Auch nach nochmaliger Prüfung kommen wir zu  dem Ergebnis, dass die BGHW die geboten Sorgfalt in ihren Vorgängen beachtet hat."

 

Insoweit werden aus den Akten der BGHW auch keine für mich nachteilige Schriftstücke entfernt und damit verschafft sich die BGHW weiter einen rechtswidrigen Vermögensvorteil.

 

Nach 12 Jahre habe ich es als Faktensammler am 19.06.2014 zu Teilerfolgen gebracht. So wurde mein rechtswidriges Hausverbot aufgehoben und rückwirkend bis 2002 wurde mir eine Unfallrente als "Spatz in der Hand" zugestanden.

 

Jedoch eine Rentennachzahlung mit Zinsbescheid, die mir nach Recht und Gesetz zusteht, habe ich bisher nicht erhalten. Vor diesem Hintergrund wird auch Betrug ableitbar.

 

Am 23.06.2015 kam es zu einem weiteren Erfolg und rückwirkend bis 2002 habe ich eine Nachzahlung erhalten weil die BGHW meine Rente unrichtig ermittelte. Damit hat sich die BGHW seit 1970 einen rechtswidrigen Vermögensvorteil verschafft.

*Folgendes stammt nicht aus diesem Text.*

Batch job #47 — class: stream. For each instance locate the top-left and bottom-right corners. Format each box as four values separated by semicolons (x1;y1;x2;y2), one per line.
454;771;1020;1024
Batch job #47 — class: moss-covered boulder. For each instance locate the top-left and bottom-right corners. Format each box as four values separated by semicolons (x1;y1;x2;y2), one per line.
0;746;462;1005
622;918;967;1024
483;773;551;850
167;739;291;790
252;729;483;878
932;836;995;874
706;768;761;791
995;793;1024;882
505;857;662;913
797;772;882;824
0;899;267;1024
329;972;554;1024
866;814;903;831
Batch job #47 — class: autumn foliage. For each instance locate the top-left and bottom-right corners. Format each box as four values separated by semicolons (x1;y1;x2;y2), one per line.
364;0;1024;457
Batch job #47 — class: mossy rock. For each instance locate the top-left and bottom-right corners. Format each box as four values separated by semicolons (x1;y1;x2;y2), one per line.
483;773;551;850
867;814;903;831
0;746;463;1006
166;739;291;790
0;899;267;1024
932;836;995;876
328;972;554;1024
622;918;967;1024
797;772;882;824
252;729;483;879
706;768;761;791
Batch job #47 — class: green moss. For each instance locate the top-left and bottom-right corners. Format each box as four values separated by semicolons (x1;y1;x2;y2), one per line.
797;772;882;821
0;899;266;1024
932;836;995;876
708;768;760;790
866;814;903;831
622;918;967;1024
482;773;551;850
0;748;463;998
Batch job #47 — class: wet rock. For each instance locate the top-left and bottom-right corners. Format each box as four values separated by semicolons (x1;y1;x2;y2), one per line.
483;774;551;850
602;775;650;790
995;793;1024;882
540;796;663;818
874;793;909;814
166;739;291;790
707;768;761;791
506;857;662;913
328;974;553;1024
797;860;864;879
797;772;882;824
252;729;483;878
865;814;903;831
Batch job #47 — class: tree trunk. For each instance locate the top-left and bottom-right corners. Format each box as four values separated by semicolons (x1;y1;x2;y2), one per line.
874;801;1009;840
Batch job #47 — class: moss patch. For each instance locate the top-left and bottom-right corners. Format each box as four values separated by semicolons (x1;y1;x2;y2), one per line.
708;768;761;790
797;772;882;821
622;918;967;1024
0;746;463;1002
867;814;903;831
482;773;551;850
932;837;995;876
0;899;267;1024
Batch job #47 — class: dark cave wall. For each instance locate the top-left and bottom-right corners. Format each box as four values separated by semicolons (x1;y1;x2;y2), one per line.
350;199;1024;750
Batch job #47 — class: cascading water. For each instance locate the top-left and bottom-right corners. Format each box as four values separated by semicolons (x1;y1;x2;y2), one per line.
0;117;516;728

Sogleich wurde offensichtlich, die BGHW und das Sozialgericht Bremen haben am 19.06.1968 mit dem rechtskräftigen und ausgefertigtem Urteil, einen Vergleich vorgespiegelt und damit der BGHW einen rechtswidrigen Vermögensvorteil verschafft.

 

Vor diesem Hintergrund wird Betrug und die Zusammenarbeit zwischen dem Gericht und der BGHW ableitbar. 

 

Jetzt ist das Ende der Fahnenstange erreicht und der erste Schritt zur Petition wurde am 22.03.2017 gemacht, damit die wahre Sach- und Rechtslage vollständig zur Niederschrift kommt und auch dokumentieren soll, ob meine Wertungen begründet sind. Die Petition wird nun an den Senator für Justiz gerichtet.